FIG. 11 is a circuit diagram showing a simplified conventional large-area imaging system (“imager”) 50, which is a well-known device that utilizes a large-area sensor array and associated electronics to capture radiation images (e.g., visible light images, or high-energy X-ray images). Conventional large imaging system 50 includes a large-area sensor substrate 60 (e.g., glass or quartz) having formed thereon pixels 61 that are arranged in rows and columns, and a separate control/readout circuit 70 that is used to drive and read image data from sensor substrate 60 during imager operation. Each pixel 61 typically includes a sensor (radiation detection element) 62 and an access transistor 63, which is typically a thin film transistor (TFT) formed on substrate 60. Each sensor typically includes a photosensitive region (e.g., a p-i-n photodiode formed using amorphous silicon (a-Si)) that is formed over access transistors 62, and is connected to a bias voltage Vbias. As indicated in FIG. 11, the access transistors in each column of pixels are accessed by an associated word line 64, and data read from the sensors in each row of pixels is passed to an associated data line 65 during readout operations. When exposed to a radiation pattern (e.g., an x-ray image), each sensor 62 generates a sensor charge that is representative of the quantity of ionizing radiation incident on that sensor. When accessed during a sensor readout operation, the sensor signal is transmitted on an associated data line 64 to control/readout circuit 70, which amplifies and/or converts the sensor signal to form digital image data. This digital image data is then stored with image data read from all pixels of the array, and can be used to produce an image representing the original radiation image.
Several problems are associated with conventional large-area imaging systems.

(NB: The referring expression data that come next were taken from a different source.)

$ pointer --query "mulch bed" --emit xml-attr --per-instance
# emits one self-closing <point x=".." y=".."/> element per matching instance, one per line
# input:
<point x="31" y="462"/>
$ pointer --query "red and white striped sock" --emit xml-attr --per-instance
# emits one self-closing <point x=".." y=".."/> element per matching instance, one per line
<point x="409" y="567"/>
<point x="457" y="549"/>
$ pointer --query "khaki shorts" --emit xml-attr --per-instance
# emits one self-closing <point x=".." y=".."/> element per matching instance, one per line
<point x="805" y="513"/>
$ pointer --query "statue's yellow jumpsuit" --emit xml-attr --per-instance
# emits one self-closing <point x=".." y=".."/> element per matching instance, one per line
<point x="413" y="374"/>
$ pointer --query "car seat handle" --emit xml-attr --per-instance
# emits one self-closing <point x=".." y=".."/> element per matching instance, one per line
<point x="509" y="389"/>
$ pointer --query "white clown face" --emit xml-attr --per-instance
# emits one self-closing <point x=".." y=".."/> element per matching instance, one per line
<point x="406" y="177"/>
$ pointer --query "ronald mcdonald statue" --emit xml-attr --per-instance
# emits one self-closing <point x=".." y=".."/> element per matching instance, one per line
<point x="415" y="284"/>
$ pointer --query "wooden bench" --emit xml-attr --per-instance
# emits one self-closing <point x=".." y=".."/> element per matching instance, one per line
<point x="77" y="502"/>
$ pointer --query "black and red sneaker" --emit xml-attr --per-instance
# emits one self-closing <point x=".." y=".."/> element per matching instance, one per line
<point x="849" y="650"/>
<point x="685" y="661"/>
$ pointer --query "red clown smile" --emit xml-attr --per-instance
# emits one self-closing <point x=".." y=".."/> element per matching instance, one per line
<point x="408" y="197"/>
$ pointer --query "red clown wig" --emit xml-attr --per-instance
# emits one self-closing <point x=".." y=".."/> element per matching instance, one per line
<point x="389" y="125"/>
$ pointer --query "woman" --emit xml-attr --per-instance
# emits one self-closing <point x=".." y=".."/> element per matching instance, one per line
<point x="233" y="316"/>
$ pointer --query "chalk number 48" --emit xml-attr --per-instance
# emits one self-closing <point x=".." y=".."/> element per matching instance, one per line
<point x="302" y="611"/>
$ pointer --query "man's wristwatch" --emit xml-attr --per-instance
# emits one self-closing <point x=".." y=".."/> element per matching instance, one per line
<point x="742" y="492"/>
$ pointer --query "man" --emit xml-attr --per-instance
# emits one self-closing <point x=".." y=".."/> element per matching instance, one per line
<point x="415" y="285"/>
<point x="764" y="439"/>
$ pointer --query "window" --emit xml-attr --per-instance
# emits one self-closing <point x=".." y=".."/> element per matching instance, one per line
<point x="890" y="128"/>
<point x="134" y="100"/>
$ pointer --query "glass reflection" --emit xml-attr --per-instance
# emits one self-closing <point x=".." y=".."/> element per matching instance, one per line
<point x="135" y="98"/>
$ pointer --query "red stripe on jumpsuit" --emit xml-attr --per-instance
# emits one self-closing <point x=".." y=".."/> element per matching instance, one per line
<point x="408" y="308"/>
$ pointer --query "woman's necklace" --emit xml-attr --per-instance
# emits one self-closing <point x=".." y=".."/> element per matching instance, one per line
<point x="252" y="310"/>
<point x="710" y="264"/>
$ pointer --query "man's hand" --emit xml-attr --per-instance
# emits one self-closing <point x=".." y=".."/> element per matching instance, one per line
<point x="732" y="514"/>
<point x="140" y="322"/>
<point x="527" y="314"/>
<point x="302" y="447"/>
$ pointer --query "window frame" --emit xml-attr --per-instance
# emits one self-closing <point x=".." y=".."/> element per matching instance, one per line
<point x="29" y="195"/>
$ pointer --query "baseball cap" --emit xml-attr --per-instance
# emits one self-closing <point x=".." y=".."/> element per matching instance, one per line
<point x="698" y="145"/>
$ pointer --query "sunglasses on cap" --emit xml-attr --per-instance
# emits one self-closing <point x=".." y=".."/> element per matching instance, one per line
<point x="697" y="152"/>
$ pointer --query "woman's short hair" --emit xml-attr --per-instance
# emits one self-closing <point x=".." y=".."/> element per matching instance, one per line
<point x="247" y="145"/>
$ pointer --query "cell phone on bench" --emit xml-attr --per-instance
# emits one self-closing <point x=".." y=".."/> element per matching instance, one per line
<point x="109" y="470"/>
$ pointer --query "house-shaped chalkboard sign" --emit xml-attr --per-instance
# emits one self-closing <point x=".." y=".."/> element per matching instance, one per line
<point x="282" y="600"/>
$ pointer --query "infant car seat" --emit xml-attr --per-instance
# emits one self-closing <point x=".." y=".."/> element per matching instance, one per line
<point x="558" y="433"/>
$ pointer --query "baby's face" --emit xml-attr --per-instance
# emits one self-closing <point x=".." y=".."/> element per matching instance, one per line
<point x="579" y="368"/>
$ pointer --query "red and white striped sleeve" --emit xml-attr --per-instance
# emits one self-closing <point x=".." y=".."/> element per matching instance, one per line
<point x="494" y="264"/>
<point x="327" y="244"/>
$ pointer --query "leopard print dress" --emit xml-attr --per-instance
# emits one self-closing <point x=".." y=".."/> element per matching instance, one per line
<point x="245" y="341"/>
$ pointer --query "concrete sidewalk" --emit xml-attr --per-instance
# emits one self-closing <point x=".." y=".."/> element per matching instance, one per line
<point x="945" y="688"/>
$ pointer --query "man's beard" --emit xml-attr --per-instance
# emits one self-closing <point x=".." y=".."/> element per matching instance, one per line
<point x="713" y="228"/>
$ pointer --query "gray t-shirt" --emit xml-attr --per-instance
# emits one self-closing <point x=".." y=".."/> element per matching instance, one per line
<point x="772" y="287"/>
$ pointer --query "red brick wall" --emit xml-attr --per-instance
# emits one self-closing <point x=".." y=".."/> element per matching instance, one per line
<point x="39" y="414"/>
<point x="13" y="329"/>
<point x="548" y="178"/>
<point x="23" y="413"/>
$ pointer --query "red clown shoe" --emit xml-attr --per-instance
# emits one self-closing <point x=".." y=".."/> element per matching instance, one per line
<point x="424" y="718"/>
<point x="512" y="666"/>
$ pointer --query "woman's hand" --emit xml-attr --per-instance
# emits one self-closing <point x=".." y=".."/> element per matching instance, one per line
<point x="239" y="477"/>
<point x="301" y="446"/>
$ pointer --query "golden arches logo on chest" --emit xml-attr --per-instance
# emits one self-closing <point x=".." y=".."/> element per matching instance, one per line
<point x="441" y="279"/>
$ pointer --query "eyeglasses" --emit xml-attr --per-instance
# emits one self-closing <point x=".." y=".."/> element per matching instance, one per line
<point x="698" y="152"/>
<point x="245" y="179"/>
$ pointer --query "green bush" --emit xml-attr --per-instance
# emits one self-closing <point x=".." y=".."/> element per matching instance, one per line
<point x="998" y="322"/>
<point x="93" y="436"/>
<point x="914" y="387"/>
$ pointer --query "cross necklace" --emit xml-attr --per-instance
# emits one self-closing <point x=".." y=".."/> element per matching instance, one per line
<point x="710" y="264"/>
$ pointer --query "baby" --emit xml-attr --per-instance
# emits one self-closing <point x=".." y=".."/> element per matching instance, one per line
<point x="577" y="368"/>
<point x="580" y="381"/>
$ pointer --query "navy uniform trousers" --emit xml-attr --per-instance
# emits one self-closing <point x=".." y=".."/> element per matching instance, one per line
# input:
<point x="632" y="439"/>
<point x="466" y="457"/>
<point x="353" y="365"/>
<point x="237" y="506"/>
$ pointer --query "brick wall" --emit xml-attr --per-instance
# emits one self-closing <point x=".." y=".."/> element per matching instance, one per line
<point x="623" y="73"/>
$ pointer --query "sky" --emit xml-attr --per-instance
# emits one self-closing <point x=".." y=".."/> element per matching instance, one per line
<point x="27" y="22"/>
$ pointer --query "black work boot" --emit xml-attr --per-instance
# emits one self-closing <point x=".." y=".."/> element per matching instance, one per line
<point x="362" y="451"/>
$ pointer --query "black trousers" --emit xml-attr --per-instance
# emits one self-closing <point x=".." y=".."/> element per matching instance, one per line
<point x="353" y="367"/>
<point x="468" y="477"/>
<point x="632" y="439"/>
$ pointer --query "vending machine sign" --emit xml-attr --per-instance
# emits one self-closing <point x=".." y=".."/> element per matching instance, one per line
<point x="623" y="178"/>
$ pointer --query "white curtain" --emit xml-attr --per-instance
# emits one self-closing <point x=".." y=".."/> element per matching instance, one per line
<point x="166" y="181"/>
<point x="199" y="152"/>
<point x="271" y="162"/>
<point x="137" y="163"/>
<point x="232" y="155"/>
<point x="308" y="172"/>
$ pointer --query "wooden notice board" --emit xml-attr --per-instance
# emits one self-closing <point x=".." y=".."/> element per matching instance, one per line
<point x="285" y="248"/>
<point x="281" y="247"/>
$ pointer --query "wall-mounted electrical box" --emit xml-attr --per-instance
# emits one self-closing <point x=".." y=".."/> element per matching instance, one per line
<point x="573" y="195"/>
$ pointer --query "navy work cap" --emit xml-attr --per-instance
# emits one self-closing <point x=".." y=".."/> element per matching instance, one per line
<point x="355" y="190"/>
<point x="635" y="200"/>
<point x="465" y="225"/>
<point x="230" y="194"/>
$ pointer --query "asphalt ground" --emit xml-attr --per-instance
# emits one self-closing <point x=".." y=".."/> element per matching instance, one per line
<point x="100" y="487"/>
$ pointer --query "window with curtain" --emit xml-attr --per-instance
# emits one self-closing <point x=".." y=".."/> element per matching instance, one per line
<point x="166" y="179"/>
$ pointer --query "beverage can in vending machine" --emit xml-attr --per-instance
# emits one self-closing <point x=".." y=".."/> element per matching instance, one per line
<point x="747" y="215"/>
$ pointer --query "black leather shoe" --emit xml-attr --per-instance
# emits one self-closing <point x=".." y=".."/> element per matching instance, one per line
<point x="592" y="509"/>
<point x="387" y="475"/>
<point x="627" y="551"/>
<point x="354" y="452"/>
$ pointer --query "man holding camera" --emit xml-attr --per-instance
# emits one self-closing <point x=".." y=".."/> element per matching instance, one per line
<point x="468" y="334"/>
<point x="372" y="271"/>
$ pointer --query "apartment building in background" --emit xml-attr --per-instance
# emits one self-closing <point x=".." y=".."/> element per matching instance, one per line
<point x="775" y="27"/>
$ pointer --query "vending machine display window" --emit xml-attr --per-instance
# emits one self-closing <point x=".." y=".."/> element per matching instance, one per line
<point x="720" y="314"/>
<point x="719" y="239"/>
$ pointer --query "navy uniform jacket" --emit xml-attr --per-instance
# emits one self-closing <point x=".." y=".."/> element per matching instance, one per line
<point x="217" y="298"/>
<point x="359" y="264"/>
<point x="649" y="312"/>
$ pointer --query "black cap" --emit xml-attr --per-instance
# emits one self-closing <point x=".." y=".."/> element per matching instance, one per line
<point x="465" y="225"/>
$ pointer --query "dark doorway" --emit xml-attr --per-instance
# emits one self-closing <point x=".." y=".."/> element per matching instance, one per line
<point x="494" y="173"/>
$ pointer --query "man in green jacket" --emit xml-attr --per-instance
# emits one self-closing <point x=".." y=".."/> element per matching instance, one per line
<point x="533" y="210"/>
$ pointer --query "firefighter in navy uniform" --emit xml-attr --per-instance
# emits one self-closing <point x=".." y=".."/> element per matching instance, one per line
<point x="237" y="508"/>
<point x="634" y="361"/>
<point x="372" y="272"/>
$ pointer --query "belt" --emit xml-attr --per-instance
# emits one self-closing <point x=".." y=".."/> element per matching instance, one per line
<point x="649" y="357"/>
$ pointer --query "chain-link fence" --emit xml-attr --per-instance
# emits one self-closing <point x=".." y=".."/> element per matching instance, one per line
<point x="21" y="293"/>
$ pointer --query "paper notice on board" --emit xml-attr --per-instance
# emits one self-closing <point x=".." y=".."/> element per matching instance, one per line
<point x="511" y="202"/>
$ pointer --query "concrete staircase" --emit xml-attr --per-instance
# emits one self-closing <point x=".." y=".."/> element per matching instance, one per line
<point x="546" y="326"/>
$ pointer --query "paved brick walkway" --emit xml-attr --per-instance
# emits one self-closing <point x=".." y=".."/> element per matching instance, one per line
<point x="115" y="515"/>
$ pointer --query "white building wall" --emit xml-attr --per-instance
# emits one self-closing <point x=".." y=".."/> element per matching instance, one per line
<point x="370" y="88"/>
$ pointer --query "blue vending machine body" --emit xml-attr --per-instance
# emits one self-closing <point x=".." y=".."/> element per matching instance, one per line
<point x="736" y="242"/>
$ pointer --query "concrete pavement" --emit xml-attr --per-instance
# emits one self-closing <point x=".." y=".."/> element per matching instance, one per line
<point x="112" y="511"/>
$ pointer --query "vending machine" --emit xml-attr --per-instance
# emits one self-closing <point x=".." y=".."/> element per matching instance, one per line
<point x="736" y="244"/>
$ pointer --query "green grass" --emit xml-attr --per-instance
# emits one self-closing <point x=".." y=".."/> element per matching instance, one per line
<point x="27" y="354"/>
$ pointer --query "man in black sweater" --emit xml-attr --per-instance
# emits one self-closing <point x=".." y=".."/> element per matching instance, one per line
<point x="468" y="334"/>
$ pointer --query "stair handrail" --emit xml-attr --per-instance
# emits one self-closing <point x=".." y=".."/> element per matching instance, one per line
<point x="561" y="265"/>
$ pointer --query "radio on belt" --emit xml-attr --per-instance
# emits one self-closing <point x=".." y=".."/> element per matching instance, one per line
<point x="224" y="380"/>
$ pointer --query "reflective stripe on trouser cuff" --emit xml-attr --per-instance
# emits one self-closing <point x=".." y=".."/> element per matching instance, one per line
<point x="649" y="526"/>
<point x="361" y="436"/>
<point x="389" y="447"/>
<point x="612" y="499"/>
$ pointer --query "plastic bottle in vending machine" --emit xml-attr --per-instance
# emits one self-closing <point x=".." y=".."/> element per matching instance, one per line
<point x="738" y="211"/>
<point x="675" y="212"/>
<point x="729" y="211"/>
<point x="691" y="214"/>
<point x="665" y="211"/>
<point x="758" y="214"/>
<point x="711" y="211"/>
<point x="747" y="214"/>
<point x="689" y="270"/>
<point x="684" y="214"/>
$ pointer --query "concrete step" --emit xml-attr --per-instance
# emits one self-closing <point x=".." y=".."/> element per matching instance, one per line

First, conventional large-area imaging systems typically require that sensor substrate 60 and control/readout substrate 70 be fabricated separately, and connected by a large number of connections. The large-area process used to manufacture sensor substrate 60 cannot produce the conventional integrated circuitry associated with control/readout circuit 70, thereby requiring separate sensor substrate 60 and control/readout circuit 70 to be formed on separate substrates using different fabrication techniques. After being produced by separate fabrication techniques, sensor substrate 60 and control/readout circuit 70 are then combined during production using wires or other connectors 75. The large number of required connectors 75 gives rise to increased production costs and other associated problems, such as limited image quality due to data-line noise pickup and/or kTC noise, electromechanical reliability, and production yield. Further, the number of required connections 75 is associated with the size of the sensor array (i.e., one connection per word line, one connection per data line, plus additional connections for bias voltage Vbias, etc.). Therefore, increasing the number of pixel rows and/or columns to increase the imager size or resolution involves increasing the number of connections, which in turn increases production costs and the other associated problems mentioned above.
Another problem associated with conventional large-area imaging systems is that data line capacitance and switching noise, which increase with the pixel array size, are the dominant noise sources in the imager system. Conventional imagers drain sensor charges onto associated data lines during readout. The longer data lines associated with large-area sensor arrays represent a greater data-line capacitance, which in turn requires larger access transistors to facilitate readout of the data in a timely manner. The large access-transistor gates cause a high gate-line feed-through charge and associated noise. The larger data-line capacitance increases the associated kTC noise. Both noise sources greatly reduce the accuracy of the read out data and dominate the overall imager system performance. Reducing the size of the access transistors may reduce this noise term, but also decreases readout speed.
Accordingly, what is needed is a large-area imaging system in which the number of connections between a sensor substrate and control substrate is minimized, and in which the dominant noise effects and the readout speed are independent of the array size.